Trailer: https://www.facebook.com/riseofahrik/videos/917708211671334/
Rise of Ahrik is a story about love and fate in the face of violence and war. It has been thousands of years since The War, and civilization has endured a slow rebirth under the rule of women, but war threatens once again. Zharla, the young scioness of a powerful mining clan, must choose between two brothers to marry: Ahrik, a petulant military officer soon to be sent off to war, or Shahl, an aspiring scholar and the one she loves. She is forced to marry Ahrik, but when Shahl is accused of a vicious crime, the three begin to discover that the accusation, the war, and the secret clones that fight it are bound together in an awful triad that seeks to rob them of their agency and destroy women’s rule. Civilization once again hangs by a thread.
Nathan Toronto loves stories about war, and has been known to stay up until three o’clock in the morning reading military history and science fiction. His debut novel, Rise of Ahrik, tells of a love triangle in a matriarchal society thrust into a worldwide war. He is currently writing the sequel, Revenge of the Emerald Moon, as well as an academic book, How Militaries Learn. When he is not writing, he likes to run, play the piano, and eat waffles by pouring syrup in every hole then raising the waffle to let the excess drain off.

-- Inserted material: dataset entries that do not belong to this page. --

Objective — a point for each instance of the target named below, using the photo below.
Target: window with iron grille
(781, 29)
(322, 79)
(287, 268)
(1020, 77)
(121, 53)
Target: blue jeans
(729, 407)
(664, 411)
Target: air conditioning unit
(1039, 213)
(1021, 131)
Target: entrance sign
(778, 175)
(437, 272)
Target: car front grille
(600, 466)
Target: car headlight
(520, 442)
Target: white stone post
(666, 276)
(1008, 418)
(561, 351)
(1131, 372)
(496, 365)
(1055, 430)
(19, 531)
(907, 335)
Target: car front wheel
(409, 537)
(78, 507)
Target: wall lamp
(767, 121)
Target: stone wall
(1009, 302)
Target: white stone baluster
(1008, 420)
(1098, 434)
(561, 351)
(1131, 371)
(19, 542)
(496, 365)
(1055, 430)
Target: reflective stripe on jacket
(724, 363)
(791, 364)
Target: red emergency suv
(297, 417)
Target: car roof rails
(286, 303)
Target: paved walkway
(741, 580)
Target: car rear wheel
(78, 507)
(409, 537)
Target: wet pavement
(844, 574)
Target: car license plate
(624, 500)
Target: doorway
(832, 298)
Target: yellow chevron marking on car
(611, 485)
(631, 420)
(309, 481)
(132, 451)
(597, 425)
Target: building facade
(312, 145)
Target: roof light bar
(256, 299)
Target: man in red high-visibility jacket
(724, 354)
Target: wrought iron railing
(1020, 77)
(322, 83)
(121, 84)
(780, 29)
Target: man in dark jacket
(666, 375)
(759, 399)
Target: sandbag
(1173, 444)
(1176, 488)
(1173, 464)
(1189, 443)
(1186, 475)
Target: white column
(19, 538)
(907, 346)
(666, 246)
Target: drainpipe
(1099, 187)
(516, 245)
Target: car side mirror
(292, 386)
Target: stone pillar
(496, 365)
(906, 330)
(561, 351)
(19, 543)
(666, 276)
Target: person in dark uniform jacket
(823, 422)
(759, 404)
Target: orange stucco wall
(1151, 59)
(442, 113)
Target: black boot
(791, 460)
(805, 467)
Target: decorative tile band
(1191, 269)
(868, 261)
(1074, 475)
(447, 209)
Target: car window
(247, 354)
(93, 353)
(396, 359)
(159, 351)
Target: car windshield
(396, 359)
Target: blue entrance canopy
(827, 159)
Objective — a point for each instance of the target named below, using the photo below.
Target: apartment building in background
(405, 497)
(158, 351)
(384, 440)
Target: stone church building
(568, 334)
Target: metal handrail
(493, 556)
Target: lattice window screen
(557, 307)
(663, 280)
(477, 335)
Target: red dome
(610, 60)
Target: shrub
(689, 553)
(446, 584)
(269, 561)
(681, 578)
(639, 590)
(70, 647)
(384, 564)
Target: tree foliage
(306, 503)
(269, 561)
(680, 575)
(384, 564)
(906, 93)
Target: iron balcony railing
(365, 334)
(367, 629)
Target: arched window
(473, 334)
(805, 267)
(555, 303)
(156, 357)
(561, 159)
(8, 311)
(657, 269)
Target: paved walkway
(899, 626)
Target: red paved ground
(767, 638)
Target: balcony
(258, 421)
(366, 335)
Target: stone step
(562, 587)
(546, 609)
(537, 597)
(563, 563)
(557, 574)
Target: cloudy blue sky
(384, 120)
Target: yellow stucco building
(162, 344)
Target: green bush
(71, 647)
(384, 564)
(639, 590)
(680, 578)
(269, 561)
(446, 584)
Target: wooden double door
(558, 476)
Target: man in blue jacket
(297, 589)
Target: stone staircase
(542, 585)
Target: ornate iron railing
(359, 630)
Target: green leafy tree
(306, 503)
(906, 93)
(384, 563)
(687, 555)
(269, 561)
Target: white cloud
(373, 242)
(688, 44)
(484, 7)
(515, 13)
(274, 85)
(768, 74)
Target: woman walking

This is the moment when the main character, Zharla, decides that she will no longer be governed by the choices of others. This all comes crashing down as the story progresses, but I like how this scene shows Zharla's feistiness in the face of her conservative, overbearing mother. Would that all of us could maintain this exuberant, youthful zest for autonomy.
How life's experiences shape and mold us into the adults we become! Some of us never lose this healthy disrespect for authority, some of us let life squish us into vacuous shells of obsequiousness, and most of us just sit in the middle. The question is, are we pawns in someone else's game, or do we set the rules?
Book Excerpt
Rise of Ahrik
Zharla held up her hand. Her insides churned with tension, and she fought to keep the tremor out of her voice. This was her moment of freedom. If a gaggle of crones from the clan council thought they could decide her fate, they had another think coming. “My place is here, Mother, with Shahl, not with Ahrik.”
Just then, Ahrik strode through the door to the social hall, superciliousness leaking from every step. His uniform gleamed, and his blade dangled from his hip; he also wore the smirk that Zharla had grown to hate.
Zharla pointed at Ahrik and glared at her mother. “I want nothing to do with him.”
“Yes, good morning to you, too, Zharla,” Ahrik said, sounding almost amused. He raised his hands in surrender, then motioned at Shahl. “I’m not here to fight. I’m here for him.”
“Zharla.” Her mother’s voice had a menacing quality. She reached out to place a hand on Zharla’s arm. Her touch was light, but Zharla felt her mother’s fingers coil, ready to spring and snatch like the fangs of a snake.
Zharla gripped her mother’s wrist and wrenched her arm free. Shooting her mother a defiant glance, she turned to Shahl. “I will choose Shahl for my husband today. He will be father to my children.”
Zharla sneered at Ahrik, then leaned toward Shahl, held his shoulders, and kissed him. The kiss was not salacious, a mere peck on the cheek, but Zharla had broken social norms, had shredded them apart, in fact. No unmarried woman could display affection toward a man in public, especially a woman of Zharla’s standing, heiress to the largest mining conglomerate in the western Eshel. But if this was to be her moment of truth, she would make it one to remember.
Zharla risked a scandal, and loved every second of it.